Шестой день, и последний. Грызли сухари, запивая кипятком. Сидим по каютам, прислушиваясь к шагам проводницы. Она прохаживается, бренча ключами и раздумывая, что бы еще учесть. Дело в том, что учет белья закончился, пустые каюты тоже убраны и приготовлены к сдаче, так что очередь, видимо, за нашими каютами. Каждую минуту могут отобрать постельное белье, но мы решили бороться: ехать еще больше суток, а совсем без одеял будет холодно. Алеше, который все равно ходит по коридору, поручено не спускать глаз с дверей обоих туалетов. При попытке со стороны обслуживающего персонала закрыть туалеты на учет Алеша должен сопротивляться и звать нас на помощь. Все эти распоряжения отдала Софья Васильевна. Удивляюсь ее мужеству. Питается только кипятком, но энергична, деловита, ходит за Виктором Иванычем, лечит Сашину бабушку. День ясный, но холодный.
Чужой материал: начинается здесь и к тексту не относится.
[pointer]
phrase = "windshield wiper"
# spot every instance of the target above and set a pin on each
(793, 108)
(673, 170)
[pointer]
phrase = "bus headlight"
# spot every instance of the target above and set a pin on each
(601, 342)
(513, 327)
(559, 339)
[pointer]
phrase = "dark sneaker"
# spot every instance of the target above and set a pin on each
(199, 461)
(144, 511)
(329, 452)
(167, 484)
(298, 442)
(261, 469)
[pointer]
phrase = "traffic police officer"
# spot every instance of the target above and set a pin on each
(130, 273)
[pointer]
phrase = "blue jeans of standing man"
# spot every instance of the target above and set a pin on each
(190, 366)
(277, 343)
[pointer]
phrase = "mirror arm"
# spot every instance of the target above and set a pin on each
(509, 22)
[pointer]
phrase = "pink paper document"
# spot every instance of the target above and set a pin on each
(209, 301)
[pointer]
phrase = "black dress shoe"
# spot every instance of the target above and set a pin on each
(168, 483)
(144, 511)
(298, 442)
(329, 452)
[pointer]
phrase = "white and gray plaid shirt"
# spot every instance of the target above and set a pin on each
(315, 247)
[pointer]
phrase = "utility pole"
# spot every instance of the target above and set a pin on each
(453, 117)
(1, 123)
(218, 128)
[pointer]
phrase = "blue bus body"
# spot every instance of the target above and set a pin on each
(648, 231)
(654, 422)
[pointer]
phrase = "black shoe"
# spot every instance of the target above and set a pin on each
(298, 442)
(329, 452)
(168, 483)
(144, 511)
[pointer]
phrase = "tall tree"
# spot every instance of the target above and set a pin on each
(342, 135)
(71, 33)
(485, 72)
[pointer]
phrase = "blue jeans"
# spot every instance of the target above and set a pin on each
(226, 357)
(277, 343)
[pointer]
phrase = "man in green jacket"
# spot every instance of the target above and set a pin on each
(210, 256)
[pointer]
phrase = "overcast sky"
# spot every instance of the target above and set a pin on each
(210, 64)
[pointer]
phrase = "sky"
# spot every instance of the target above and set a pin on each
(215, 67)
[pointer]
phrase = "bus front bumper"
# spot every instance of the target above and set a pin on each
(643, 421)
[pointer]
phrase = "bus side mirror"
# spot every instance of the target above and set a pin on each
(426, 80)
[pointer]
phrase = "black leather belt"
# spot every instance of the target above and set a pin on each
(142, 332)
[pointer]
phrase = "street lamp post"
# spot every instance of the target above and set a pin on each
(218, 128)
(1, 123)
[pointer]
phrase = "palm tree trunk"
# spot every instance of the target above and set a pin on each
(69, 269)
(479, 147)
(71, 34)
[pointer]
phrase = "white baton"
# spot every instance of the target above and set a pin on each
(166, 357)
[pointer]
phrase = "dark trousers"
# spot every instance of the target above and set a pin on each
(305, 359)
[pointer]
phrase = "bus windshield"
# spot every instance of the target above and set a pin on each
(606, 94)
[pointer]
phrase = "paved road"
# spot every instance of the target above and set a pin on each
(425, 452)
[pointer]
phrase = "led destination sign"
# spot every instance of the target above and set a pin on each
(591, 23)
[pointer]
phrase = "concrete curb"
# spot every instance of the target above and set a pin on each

Сидеть нельзя, очень дует по ногам. Я лежу, укрывшись одеялом и поясами. Один раз мне почудилось, что в замочной скважине блеснул глаз проводницы и тихо повернулась ручка двери... В другой раз показалось, что кто-то заглянул в окно. Видимо, и у меня сдают нервы.

Шум воды усилился: приступили к мойке нашей палубы. Ее поливают из шлангов сверху. Я согрелась и задремала. Очнулась от криков. Сбросив пояса, я выглянула в окно и увидела, что вместе с палубой поливают маленького Сашу. Видимо, мальчик, ничего не подозревая, вышел на воздух поиграть. Я хотела было кинуться на помощь, но тут же увидела Сашину бабушку. Она мчалась по лужам, вздымая брызги, растрепанная, в развевающемся халате. Схватив ребенка на руки и ловко уклоняясь от преследующей струи, бабушка вбежала внутрь. Там ее уже поджидала Софья Васильевна с одеялами наготове. Удивительный человек. Никогда не теряется и делает как раз то, что необходимо!

После этого случая палубу перегородили скамейками и веревками и нам запретили там гулять. Очень предусмотрительно, по-моему. А то еще кого-нибудь могут облить.

День закончился тем, что мы все-таки, разыскав Раечку (она уже все сдала, убрала и наслаждалась законным отдыхом, вышивая крестом), попросили ее принести нам сколько есть порций зернистой икры. Раечка сказала: "Давно бы так!" Икра была совсем сухая, но питательная.

Вечер. Темно. Слышно, как проводницы, отчаявшиеся проникнуть в наши каюты, убирают музыкальный салон.

Последняя запись.Это я уже пишу в Москве, куда мы приехали из Уфы поездом. На юг мы не попали, потому что в самолете надо сидеть, а Алеша сидеть совсем не может. Но в общем нам повезло: доехали благополучно. Алеша в клинике, Виктор Иваныч тоже, а Сашину бабушку уложили в больницу в Уфе. Алеша пишет письмо министру речного флота: «Когда мы плыли, мы везде видели плакаты, призывающие речников бороться за лучшее обслуживание пассажиров. Может быть, они перестанут бороться, а начнут просто по-человечески к нам относиться, предоставляя нам за наши деньги (простите эту подробность) то, на что мы имеем законное право? Обслуживающий персонал теплохода требовал от нас сознательности: у них, дескать, последний рейс. А у нас-то ведь отпуск! За что же нас его лишили?»

Сегодня я посетила Виктора Иваныча. Он, оказывается, тоже пишет письмо. Очень живо у него получается. Конец такой: "Я мог бы назвать имя теплохода, но к чему? Боюсь, что не только на одном этом теплоходе "последние рейсы" проходят таким образом... И, увы, не только на теплоходах... Вы пробовали зайти в сберкассу за двадцать минут до закрытия или в столовую в "последний час"? Пробовали? Тогда вы поймете, что я имею в виду!"

Очень повезло, что Алеше и Виктору Иванычу есть чем заняться. А то ведь в клинике скучно.

Да, вот еще. Выяснилось, почему у Алеши радикулит. Врач нас все допрашивал: не лежал ли Алеша в болоте или на сырой траве? Но мы твердо помнили, что не лежал. И вдруг догадались: он лежал в мокром постельном белье! Все-таки всегда важно знать причину.

Как только Алеша сможет сидеть, мы поедем домой.